Saat Curah Hujan Berubah Menjadi Bencana Banjir Mematikan

Jerman Selatan saat ini sedang dilanda banjir. Sungai meluap, bendungan dan sistem drainase rusak, dan ruang bawah tanah terendam banjir. Ratusan orang dievakuasi, satu petugas pemadam kebakaran tewas dan sisanya hilang.

Berkali-kali alam menunjukkan kekuatannya yang besar dan kita hidup sesuai dengan hukum alam. Negara-negara Eropa lainnya, Slovenia, Kroasia dan Austria juga dilanda banjir baru-baru ini.

Tapi bagaimana air bisa memiliki kekuatan yang begitu kuat? Michael Dietze, peneliti lingkungan di Pusat Penelitian Geosains Jerman dan anggota Pusat Helmholtz di Potsdam, menulis tentang sifat banjir.

Ditze mengatakan satu meter kubik air beratnya satu ton, jadi penting untuk diingat bahwa air itu sangat berat.

“Air dapat memberi tekanan besar pada benda-benda yang dilaluinya. Dan air bergerak sangat kuat – cukup kuat untuk menyapu mobil atau bahkan kontainer yang tidak berlabuh.”

Namun faktor lain juga berperan, termasuk erosi. Permukaan yang rusak namun tampak stabil dapat dengan mudah dibersihkan dengan air mengalir deras.

Mendaftarlah untuk mendapatkan buletin Bite gratis setiap hari Rabu. Perbarui pengetahuan Anda di tengah minggu, dan topik pembicaraan akan semakin menarik!

Di Pusat Penelitian Geosains Jerman di Potsdam, para peneliti mempelajari dengan tepat bagaimana air mengikis dan mengangkut sedimen, bagaimana gelombang banjir merambat, dan seberapa besar kekuatan yang ditimbulkan air banjir terhadap suatu lanskap.

Menurut badan cuaca Jerman, curah hujan yang tinggi menimbulkan ancaman terhadap lingkungan. Namun curah hujan lebat sulit diprediksi dan relatif jarang terjadi di sebagian besar wilayah. Ahli meteorologi dapat memprediksi hujan, namun mereka tidak mengetahui secara pasti kapan atau berapa banyak hujan yang akan turun di suatu wilayah.

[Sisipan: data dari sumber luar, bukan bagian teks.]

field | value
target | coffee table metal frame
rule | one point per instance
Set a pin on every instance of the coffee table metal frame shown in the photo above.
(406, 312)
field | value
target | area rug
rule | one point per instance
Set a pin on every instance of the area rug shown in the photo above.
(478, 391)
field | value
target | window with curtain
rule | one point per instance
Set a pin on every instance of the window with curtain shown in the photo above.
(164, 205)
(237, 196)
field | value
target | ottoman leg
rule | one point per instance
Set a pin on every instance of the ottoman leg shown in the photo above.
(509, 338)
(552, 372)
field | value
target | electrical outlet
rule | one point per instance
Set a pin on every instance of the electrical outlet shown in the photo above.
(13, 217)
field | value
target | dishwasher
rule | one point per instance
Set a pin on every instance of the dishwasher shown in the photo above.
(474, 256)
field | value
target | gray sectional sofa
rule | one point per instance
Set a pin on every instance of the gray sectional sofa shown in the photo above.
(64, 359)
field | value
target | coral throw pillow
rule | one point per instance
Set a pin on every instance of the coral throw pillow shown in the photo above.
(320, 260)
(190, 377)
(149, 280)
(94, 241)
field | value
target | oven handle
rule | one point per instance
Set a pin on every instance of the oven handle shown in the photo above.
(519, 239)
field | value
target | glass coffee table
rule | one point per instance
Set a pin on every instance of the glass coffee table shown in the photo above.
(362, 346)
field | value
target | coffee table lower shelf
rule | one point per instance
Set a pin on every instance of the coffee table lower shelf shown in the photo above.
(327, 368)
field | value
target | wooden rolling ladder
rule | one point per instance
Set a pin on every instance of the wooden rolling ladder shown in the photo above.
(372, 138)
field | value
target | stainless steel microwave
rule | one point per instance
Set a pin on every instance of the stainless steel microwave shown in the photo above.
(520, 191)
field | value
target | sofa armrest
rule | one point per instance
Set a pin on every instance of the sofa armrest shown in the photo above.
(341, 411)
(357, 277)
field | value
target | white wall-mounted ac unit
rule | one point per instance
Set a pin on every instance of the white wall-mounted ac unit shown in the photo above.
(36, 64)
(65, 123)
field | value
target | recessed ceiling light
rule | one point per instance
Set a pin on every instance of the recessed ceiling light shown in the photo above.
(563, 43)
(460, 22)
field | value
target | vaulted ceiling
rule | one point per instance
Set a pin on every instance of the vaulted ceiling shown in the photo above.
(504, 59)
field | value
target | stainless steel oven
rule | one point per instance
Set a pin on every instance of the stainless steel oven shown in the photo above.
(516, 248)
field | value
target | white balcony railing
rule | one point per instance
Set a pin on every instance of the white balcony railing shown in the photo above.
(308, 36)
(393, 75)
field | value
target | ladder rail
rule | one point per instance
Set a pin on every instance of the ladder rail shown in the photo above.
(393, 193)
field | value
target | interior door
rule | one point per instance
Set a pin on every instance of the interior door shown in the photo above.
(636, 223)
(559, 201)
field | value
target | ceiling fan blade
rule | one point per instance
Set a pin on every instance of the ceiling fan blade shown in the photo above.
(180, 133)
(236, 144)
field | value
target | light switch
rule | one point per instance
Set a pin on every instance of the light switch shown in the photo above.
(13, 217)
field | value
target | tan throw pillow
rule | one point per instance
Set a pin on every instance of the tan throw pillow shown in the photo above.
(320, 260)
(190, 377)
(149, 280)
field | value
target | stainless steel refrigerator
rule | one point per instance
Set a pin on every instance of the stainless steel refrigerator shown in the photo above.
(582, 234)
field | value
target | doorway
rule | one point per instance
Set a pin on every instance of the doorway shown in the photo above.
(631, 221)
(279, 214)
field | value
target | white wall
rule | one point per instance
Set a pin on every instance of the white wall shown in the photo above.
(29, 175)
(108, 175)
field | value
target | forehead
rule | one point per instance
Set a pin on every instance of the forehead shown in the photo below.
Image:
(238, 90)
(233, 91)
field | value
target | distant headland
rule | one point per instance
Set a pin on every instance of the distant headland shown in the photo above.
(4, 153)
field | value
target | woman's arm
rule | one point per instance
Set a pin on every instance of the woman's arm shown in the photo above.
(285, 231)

Akibatnya, hujan lebat dapat menyebabkan kerusakan yang lebih besar dari yang diperkirakan. Seperti yang dijelaskan Dietze, “Hujan lebat sering kali membuang sejumlah besar air ke tanah jenuh, yang berarti tanah tidak dapat menyerap air lagi.” Jenis tanah yang berbeda mempunyai cara menyerap air yang berbeda pula

Kadar air bukan satu-satunya faktor. Komposisi tanah atau kemampuannya dalam menyerap, menyimpan dan melepaskan air juga memegang peranan penting.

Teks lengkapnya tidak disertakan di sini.